The standard deployment template relies on a single deployment of OpenTelemetry collector as an ingestion endpoint. Each check execution writes directly to this centralised OpenTelemetry collector. If a platform either requires a more complex topology for transporting trace data or already has a separate infrastructure for dealing with observability data (an independent otel-collector, FluentBit, Vector, …) this can be accommodated by simply specifying the appropriate OTLP (OpenTelemetry Line Protocol) endpoint, which might, for example, be an appropriately configured sidecar container, injected by the target cluster.

This also makes it easy to “siphon off” health check telemetry into an auxiliary system for more advanced analysis monitoring (e.g. to some Application Performance Monitoring software).

OpenSearch⚓︎

The building block simply relies on OpenTelemetry trace data being stored somewhere, in a form the health-check telemetry library knows how to access. The library has a minimal API that maps directly to concepts from the OpenTelemetry standard (i.e. allows to query traces and spans based on specified filtering conditions).

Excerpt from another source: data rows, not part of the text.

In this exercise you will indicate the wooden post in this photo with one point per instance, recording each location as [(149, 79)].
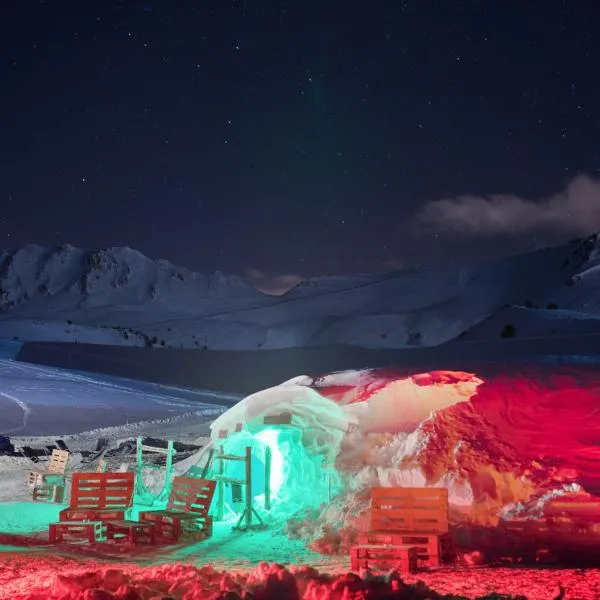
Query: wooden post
[(249, 483), (220, 489), (267, 478), (139, 456), (168, 468)]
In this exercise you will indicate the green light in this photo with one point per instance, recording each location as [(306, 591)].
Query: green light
[(270, 437)]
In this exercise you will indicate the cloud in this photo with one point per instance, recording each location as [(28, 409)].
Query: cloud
[(573, 211), (275, 286)]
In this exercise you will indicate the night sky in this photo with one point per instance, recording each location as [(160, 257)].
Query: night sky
[(300, 137)]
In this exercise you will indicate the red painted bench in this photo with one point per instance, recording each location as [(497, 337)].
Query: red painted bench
[(186, 514)]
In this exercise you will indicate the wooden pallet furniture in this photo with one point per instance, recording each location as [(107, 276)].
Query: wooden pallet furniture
[(56, 469), (134, 532), (76, 531), (385, 558), (49, 493), (99, 497), (407, 517), (186, 515)]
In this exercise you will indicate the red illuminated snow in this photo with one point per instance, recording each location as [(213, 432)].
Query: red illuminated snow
[(30, 577)]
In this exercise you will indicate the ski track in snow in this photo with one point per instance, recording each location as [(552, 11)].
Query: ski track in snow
[(23, 406)]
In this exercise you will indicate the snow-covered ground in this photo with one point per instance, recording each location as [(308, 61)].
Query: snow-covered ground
[(37, 400)]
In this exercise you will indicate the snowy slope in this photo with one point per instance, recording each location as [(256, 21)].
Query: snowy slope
[(118, 296), (43, 400)]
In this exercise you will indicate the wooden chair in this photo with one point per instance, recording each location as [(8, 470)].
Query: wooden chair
[(411, 520), (186, 514), (56, 469)]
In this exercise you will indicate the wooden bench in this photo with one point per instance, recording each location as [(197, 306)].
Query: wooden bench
[(99, 497), (134, 532), (49, 493), (76, 531), (385, 558), (406, 518), (186, 514), (56, 467)]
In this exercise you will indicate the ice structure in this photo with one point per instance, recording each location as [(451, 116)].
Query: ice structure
[(504, 441), (337, 443)]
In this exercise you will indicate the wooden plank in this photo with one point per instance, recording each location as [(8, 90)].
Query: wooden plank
[(58, 462), (404, 558), (410, 509)]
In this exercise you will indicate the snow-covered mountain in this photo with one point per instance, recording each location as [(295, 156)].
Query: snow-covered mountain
[(119, 296)]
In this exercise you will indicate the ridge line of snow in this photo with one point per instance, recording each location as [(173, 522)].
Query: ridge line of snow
[(23, 406)]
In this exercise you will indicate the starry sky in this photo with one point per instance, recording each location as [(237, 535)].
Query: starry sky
[(290, 138)]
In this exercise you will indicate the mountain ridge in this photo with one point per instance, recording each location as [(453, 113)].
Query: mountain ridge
[(153, 302)]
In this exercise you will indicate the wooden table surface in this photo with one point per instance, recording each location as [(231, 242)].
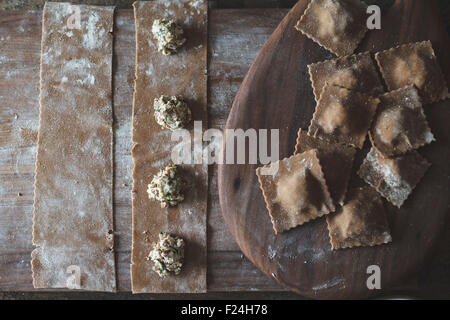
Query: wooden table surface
[(235, 38)]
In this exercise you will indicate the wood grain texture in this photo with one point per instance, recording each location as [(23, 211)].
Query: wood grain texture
[(277, 94), (235, 37)]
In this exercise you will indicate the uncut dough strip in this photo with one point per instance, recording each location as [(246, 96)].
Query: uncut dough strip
[(73, 217), (181, 74)]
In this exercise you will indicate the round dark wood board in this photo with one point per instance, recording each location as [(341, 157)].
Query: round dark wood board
[(277, 94)]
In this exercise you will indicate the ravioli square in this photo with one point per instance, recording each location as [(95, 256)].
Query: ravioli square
[(400, 124), (361, 222), (338, 26), (297, 192), (394, 178), (343, 116), (336, 161), (356, 72), (414, 64)]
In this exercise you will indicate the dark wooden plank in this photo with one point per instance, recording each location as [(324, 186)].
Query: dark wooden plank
[(235, 37), (277, 93)]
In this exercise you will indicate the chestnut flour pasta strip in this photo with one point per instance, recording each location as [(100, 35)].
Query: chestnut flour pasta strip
[(73, 217), (183, 73)]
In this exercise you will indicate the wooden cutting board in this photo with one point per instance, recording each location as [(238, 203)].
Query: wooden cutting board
[(235, 37), (277, 94)]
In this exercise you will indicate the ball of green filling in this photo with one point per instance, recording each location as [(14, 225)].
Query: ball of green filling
[(172, 112), (167, 255), (169, 35)]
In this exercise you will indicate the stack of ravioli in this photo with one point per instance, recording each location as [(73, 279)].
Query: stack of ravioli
[(351, 104)]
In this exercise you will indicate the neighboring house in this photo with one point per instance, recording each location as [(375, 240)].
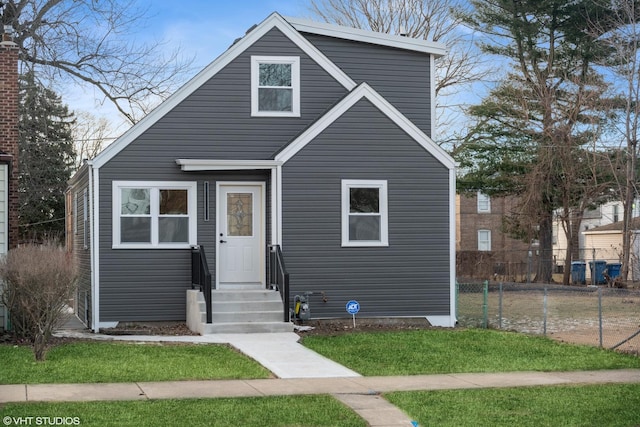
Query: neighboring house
[(603, 215), (483, 250), (309, 136), (604, 243), (8, 151)]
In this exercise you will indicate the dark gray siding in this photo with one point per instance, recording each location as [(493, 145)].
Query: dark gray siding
[(82, 243), (403, 77), (212, 123), (150, 285), (215, 121), (408, 278)]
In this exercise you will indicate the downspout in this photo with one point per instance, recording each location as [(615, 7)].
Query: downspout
[(95, 288)]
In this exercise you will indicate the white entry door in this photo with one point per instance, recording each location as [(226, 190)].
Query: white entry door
[(241, 235)]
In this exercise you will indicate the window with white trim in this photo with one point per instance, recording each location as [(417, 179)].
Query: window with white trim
[(154, 214), (484, 240), (484, 203), (364, 213), (275, 86)]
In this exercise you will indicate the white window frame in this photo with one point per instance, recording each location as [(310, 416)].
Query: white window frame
[(381, 185), (295, 85), (484, 203), (486, 241), (155, 187)]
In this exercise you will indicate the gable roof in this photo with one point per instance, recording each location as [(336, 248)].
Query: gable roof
[(364, 91), (355, 34), (273, 21)]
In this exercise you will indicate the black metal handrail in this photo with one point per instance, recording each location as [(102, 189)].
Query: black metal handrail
[(279, 277), (201, 277)]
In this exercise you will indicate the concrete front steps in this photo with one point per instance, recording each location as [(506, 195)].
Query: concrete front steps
[(237, 311)]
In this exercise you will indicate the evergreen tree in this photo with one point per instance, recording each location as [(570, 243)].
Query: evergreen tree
[(45, 160)]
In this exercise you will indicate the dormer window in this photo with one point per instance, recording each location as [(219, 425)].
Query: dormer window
[(275, 86)]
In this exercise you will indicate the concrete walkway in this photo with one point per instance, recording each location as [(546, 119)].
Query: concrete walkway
[(299, 371), (278, 352), (362, 394)]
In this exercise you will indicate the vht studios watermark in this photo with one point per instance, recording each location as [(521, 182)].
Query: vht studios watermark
[(40, 421)]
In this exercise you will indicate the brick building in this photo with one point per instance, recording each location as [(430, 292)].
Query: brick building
[(8, 150), (484, 251)]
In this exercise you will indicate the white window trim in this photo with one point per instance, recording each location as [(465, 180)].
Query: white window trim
[(381, 185), (488, 199), (488, 240), (191, 188), (295, 85)]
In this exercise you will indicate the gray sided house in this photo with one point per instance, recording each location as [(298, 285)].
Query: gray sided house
[(302, 138)]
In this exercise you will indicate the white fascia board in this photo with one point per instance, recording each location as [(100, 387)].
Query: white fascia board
[(366, 91), (273, 21), (589, 232), (191, 165), (366, 36)]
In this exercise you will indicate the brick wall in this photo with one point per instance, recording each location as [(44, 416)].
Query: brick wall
[(9, 128)]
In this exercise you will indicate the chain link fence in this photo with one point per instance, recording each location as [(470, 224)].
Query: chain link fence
[(600, 316)]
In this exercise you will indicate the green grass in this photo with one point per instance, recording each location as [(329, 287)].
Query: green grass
[(99, 362), (597, 405), (473, 350), (264, 411)]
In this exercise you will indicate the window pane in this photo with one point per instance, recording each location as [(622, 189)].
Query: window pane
[(173, 202), (173, 230), (239, 214), (275, 99), (135, 229), (275, 75), (135, 201), (365, 200), (364, 227)]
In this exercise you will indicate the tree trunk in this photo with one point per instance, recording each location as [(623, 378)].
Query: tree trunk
[(545, 237)]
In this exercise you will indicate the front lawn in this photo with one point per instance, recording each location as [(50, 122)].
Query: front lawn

Thus adding support for a new back end (capable of storing OpenTelemetry trace data) should be a matter of implementing just a few query functions, roughly query_spans_page(from_time, to_time, span_ids resource_attributes, scope_attributes, span_attributes, span_name), where span_ids is a list of (trace_id, span_id), and resource_attributes, scope_attributes, span_attributes specify the filtering attributes.

Health checks based on Python scripts⚓︎

The primary assumption of a health check is that it is some workflow/process that produces OpenTelemetry trace data, to a specified OTLP endpoint. The core mechanism proposed in the building block for expressing and executing health checks (an instrumented PyTest test suite) could thus be replaced by any process that can (be instrumented to) produce appropriate trace data and send it to an OTLP endpoint.

User interfaces⚓︎

All user interfaces (graphical, REST, CLI) are intended to expose simply the abstractions provided by the health-check execution and health-check telemetry libraries without being essential to them. If relying, for example, on the Kubernetes based management of health checks the platform (or individual users) can choose to directly manage the relevant CronJob resources (which are intended to be fairly straightforward).